U.S. Sen. Bill Frist, addressing the Detroit Economic Club. Citing one out of five Medicare patients as having diabetes, Frist said helping them manage their disease could help the government reduce health care costs for those patients by 30 percent. He also suggested reforms including starting chronic disease management programs, having Americans take part in their own health care choices and improving medical information technology.

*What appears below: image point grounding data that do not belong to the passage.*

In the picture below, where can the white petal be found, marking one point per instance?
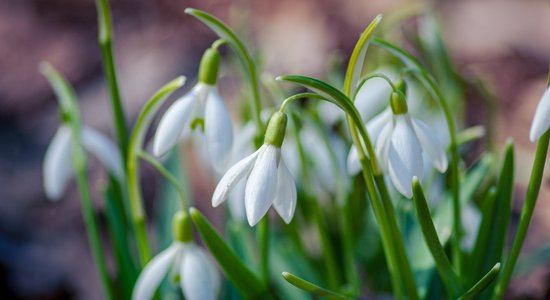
(100, 146)
(154, 272)
(383, 146)
(173, 123)
(199, 278)
(373, 97)
(430, 145)
(541, 121)
(262, 184)
(353, 163)
(236, 201)
(405, 156)
(293, 163)
(218, 130)
(57, 164)
(232, 177)
(285, 200)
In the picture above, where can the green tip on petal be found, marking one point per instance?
(210, 63)
(401, 86)
(182, 230)
(398, 103)
(275, 133)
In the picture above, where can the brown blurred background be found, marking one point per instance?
(43, 248)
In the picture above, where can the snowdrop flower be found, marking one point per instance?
(268, 180)
(57, 168)
(541, 121)
(201, 109)
(400, 142)
(183, 261)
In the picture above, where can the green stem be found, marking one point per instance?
(79, 164)
(404, 264)
(449, 277)
(106, 44)
(526, 215)
(387, 242)
(224, 32)
(326, 244)
(482, 284)
(429, 82)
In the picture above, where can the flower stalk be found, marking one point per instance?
(527, 211)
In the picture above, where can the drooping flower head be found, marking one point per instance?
(57, 169)
(182, 261)
(201, 110)
(400, 143)
(268, 180)
(541, 120)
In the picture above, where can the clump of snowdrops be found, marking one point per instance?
(367, 176)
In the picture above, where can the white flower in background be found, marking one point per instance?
(183, 261)
(541, 121)
(201, 109)
(268, 180)
(324, 164)
(57, 168)
(400, 142)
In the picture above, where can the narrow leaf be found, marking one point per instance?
(496, 217)
(357, 58)
(482, 284)
(312, 288)
(136, 143)
(236, 271)
(449, 277)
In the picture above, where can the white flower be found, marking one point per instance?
(541, 121)
(400, 142)
(57, 168)
(268, 180)
(198, 277)
(201, 109)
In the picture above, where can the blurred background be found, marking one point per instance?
(43, 247)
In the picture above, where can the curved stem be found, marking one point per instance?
(299, 96)
(218, 43)
(105, 39)
(424, 77)
(371, 76)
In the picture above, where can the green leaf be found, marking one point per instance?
(236, 271)
(312, 288)
(482, 284)
(449, 277)
(423, 262)
(357, 59)
(224, 32)
(127, 272)
(496, 217)
(333, 95)
(136, 143)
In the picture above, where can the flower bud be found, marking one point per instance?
(208, 69)
(398, 103)
(276, 128)
(181, 227)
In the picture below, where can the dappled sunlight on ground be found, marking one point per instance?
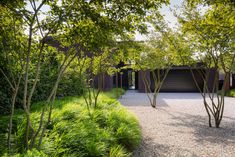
(179, 126)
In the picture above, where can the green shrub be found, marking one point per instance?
(231, 93)
(118, 151)
(108, 130)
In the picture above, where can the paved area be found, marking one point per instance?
(178, 127)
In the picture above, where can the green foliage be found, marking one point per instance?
(118, 151)
(231, 93)
(29, 153)
(108, 130)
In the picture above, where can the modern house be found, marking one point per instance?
(179, 79)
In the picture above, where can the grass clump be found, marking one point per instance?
(231, 93)
(108, 130)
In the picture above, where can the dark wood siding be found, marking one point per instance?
(181, 80)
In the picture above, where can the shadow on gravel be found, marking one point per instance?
(202, 132)
(149, 148)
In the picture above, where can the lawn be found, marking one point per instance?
(108, 130)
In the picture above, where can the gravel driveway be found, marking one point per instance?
(179, 126)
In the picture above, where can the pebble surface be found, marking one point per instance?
(178, 126)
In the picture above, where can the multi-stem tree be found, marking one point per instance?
(155, 60)
(70, 28)
(211, 38)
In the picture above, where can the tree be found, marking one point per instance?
(155, 60)
(70, 28)
(211, 37)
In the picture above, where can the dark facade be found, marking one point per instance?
(179, 79)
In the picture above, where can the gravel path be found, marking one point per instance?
(179, 126)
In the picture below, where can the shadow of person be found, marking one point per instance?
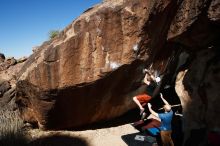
(59, 140)
(138, 139)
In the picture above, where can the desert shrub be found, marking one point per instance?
(11, 125)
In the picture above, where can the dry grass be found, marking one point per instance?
(11, 133)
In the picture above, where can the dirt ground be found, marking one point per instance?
(115, 136)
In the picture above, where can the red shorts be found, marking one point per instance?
(143, 99)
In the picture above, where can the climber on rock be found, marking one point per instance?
(142, 99)
(166, 118)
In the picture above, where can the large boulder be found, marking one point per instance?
(2, 57)
(89, 72)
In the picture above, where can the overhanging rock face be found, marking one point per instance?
(90, 72)
(85, 74)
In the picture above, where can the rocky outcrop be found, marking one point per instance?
(89, 72)
(9, 69)
(92, 69)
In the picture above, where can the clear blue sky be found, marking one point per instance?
(26, 23)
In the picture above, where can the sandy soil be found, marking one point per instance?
(115, 136)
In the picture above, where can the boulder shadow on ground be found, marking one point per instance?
(59, 140)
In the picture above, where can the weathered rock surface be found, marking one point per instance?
(92, 69)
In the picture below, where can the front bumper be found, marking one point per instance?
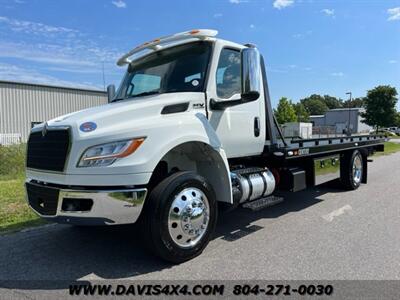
(85, 206)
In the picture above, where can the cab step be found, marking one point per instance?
(263, 203)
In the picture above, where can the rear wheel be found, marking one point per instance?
(180, 217)
(352, 168)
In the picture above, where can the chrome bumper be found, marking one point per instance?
(109, 207)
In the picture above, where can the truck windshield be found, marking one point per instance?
(177, 69)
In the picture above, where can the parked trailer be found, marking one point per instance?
(191, 126)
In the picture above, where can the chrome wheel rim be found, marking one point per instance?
(357, 169)
(188, 217)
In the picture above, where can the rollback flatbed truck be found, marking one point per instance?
(189, 131)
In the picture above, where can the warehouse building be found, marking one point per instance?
(22, 105)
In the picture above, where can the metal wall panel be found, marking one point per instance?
(21, 104)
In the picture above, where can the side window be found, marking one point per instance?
(228, 74)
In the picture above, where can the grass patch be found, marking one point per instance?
(15, 213)
(390, 148)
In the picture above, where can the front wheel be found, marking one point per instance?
(352, 168)
(180, 216)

Source: Detroit Free Press

“Life expectancy is going to grow significantly, and current policies are going to be proven totally inadequate.”
— Paul Hodge
, director of the Harvard Generations Policy Program. Hodge, who met with a group of scientists at Oxford University for a conference on life extension and enhancement recently, said governments around the world — struggling with pension crises, graying workforces and rising health care costs — have to face up to the challenge now.

Source: Reuters

43.1% of nonelderly adults in 2003 lived in families with out-of-pocket expenditures on health care and health insurance premiums exceeding $2,000.

Source: Agency for Healthcare Research and Quality

19.7% The percentage of Americans age 65 and older who had a disability in 1999, down from 26.2 percent in 1982.

Source: U.S. Census Bureau

90% of seniors who are dually eligible for Medicare and Medicaid say they have experienced no problems using Medicare's new prescription drug benefit.

Source: America's Health Insurance Plans (AHIP)

26 The number of pounds a person drinking one 20-ounce bottle of regular soda a day can gain in weight per year.